This was a drop from a plus 5.81% a year earlier, as high interest rates eroded the value of global direct investments, particularly those in technology, healthcare and payments, it said.

Don't miss: Temasek named in class action lawsuit allegedly 'aiding and abetting' FTX fraud

According to the company, its Singapore portfolio companies remained resilient in spite of the drawdowns faced by the global market. The global direct investments, however, saw a reversal of gains from the high valuations in the last two years, particularly in the technology, healthcare, and payments space, as valuations de-rated in the higher interest rate environment, as stated by the company. 

Temasek’s chief financial officer, Png Chin Yee, said that despite the challenging environment, Temasek’s portfolio has remained resilient as it reshaped its portfolio over the past decade to achieve sustainable returns over the long term. 

“We have diversified beyond Singapore and Asia, into Europe and the Americas. Guided by our four structural trends digitisation, sustainable living, future of consumption, and longer lifespans, we remain focused on identifying and capturing growth opportunities in these areas globally,” she added.

The investment company stated in its annual review that the value of its net portfolio dropped to SG$382 billion in the financial year, from a record SG$403 billion in the previous year.

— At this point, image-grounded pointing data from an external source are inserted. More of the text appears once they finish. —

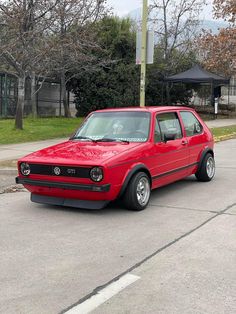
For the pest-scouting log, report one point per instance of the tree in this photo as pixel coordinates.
(156, 94)
(218, 52)
(72, 42)
(225, 9)
(22, 46)
(116, 84)
(175, 25)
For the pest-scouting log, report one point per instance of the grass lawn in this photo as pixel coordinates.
(37, 129)
(224, 131)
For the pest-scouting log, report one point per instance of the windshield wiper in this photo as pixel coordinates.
(107, 139)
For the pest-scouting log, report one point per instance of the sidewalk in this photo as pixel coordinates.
(16, 151)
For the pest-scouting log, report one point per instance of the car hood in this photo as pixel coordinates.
(77, 152)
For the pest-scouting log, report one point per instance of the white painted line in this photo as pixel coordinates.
(103, 295)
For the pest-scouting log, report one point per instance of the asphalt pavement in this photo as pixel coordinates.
(177, 256)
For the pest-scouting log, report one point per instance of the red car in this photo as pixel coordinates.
(120, 153)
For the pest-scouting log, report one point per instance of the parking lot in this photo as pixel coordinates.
(182, 250)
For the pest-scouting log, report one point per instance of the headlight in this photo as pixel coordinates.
(25, 169)
(96, 174)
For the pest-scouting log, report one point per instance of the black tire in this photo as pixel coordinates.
(137, 194)
(206, 170)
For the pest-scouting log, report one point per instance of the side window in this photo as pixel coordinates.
(191, 124)
(169, 124)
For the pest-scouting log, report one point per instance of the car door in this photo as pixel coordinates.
(171, 153)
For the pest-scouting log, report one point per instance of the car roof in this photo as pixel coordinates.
(147, 109)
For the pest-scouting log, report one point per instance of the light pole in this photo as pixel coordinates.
(143, 53)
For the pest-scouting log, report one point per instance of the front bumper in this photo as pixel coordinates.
(64, 185)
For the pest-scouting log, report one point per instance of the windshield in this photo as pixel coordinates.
(127, 126)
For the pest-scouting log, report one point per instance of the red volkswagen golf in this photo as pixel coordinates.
(120, 153)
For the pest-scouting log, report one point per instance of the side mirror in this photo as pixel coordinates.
(169, 137)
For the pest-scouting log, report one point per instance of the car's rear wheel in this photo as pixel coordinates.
(138, 192)
(206, 171)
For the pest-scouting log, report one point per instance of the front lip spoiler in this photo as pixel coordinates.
(65, 186)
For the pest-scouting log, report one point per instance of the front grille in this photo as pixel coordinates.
(64, 171)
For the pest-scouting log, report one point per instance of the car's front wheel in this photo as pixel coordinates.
(138, 192)
(206, 171)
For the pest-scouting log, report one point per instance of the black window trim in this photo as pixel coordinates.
(177, 116)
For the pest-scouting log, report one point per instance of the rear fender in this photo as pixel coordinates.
(206, 151)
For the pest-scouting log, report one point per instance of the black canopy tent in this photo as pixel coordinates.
(197, 75)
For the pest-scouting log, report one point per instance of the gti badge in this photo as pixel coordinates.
(57, 171)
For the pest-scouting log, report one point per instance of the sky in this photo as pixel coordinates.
(123, 7)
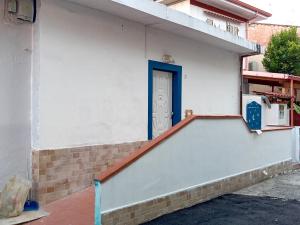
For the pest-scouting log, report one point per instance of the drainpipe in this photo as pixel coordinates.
(292, 101)
(97, 213)
(242, 79)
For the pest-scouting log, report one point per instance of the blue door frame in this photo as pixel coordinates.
(176, 91)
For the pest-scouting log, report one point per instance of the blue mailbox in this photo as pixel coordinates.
(254, 115)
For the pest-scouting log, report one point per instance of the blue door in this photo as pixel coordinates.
(254, 115)
(174, 72)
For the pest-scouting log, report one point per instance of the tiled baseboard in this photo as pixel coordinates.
(58, 173)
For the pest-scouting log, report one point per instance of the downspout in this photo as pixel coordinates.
(242, 78)
(97, 212)
(292, 101)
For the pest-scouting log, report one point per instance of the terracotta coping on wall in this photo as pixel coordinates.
(148, 147)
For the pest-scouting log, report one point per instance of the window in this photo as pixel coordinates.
(232, 29)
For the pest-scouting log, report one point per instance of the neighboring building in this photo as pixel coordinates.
(90, 87)
(232, 15)
(261, 33)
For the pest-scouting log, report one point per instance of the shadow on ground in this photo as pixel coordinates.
(235, 209)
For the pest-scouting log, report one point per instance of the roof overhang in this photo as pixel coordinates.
(159, 16)
(233, 8)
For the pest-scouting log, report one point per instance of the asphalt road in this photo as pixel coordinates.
(273, 202)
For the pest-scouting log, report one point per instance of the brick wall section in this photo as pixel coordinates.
(150, 210)
(58, 173)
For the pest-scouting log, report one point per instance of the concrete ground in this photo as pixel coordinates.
(275, 201)
(284, 186)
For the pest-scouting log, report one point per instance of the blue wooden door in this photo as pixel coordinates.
(254, 115)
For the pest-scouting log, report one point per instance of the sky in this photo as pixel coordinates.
(283, 12)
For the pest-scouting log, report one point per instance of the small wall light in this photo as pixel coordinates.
(168, 59)
(188, 113)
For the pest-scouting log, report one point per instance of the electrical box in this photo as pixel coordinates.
(278, 115)
(22, 10)
(25, 10)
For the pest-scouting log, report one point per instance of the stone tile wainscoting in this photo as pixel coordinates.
(146, 211)
(58, 173)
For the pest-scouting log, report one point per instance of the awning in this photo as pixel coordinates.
(159, 16)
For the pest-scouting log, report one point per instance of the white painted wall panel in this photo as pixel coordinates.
(15, 69)
(93, 82)
(202, 152)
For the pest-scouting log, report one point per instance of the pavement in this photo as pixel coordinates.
(275, 201)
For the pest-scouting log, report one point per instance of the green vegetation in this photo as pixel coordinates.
(283, 53)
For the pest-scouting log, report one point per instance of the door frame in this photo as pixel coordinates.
(176, 91)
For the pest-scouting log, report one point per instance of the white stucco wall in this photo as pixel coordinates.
(93, 77)
(199, 13)
(15, 69)
(200, 153)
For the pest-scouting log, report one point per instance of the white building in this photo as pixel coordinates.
(88, 82)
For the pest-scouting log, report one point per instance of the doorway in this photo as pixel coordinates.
(164, 97)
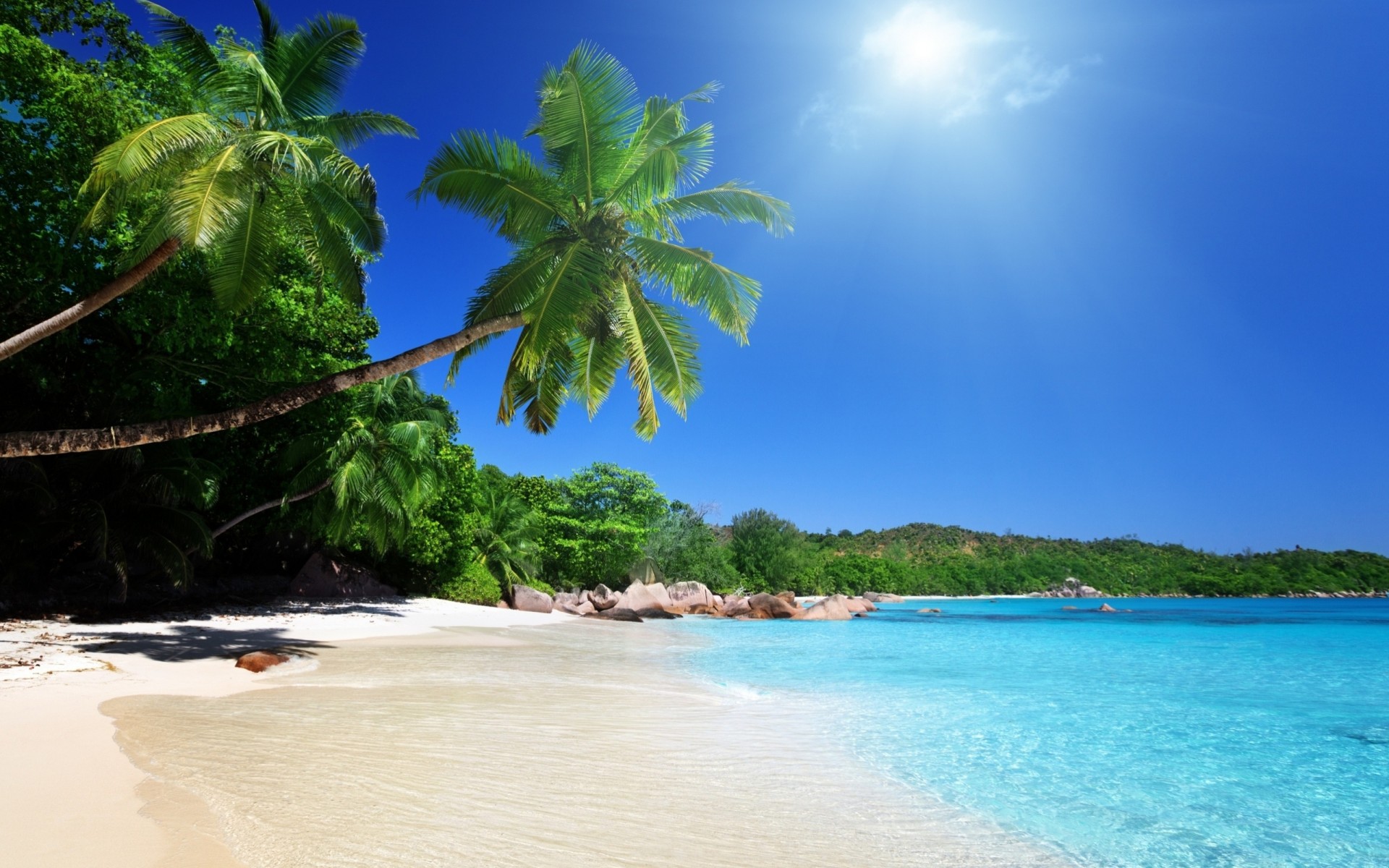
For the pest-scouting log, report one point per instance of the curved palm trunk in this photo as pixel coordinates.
(270, 504)
(120, 436)
(92, 303)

Temasek pointed to persistent inflation in spite of multiple rate hikes by central banks to be one of the reasons behind the negative results. 

Additionally, “intensifying geopolitical tensions on several fronts such as US-China tensions and the Russia-Ukraine war, alongside rising nationalism and protectionism, have led to a marked shift from globalisation that has been the mainstay of global growth for the past 20 years. The confluence of these events, not seen in decades, has raised the cost of capital and weighed on capital flows. It also had an impact on the pace of energy transition, in the face of greater demand for energy security and resilience,” it said. 

Temasek chairman, Lim Boon Heng noted that 2022 was the most challenging year for markets over the past decade, with high interest rates, lower growth and a highly polarised geopolitical environment. To combat the global market turndown, Temasek opted to further raise its exposure to unlisted assets to 53% up from 52% in financial year 2022. 

It said its unlisted portfolio is well diversified across geographies and sectors, and has grown steadily over the years, due to its investments in attractive opportunities in private markets and the increase in the value of those unlisted assets. 

As Temasek moves forward, Dilhan Pillay, executive director and chief executive officer of Temasek Holdings said that there are significant key challenges in the future. “In this era of volatility and uncertainty, we must anticipate not just the road ahead, but also what lies around the corner. To this end, in 2019, Temasek developed our T2030 strategy – a 10-year roadmap to guide our strategic planning, capability building, and institutional development initiatives. It guides us towards achieving our objective of sustainable value over the long term, in line with our purpose,” he said. 

Temasek’s T2030 strategy consists of four pillars – constructing a resilient and forward-looking portfolio that can withstand exogenous shocks and perform through market cycles, embedding sustainability from the way we invest, to how the institution operates, and developing the organisation and team with the right structure and capabilities to tackle the challenges that may pop up in the future, all in the pursuit of delivering sustainable value over the long term.

The news comes after Temasek said that it will be cutting the compensation of its senior management and investment teams who were involved in its failed investment in cryptocurrency company FTX as it takes responsibility for the "negative impact on [its] reputation, according to a statement by chairman Lim Boon Heng.  

In his statement, Lim noted that an independent team conducted an internal review of the investment and that the findings were directly presented to the board risk and sustainability committee and to Temasek's board. 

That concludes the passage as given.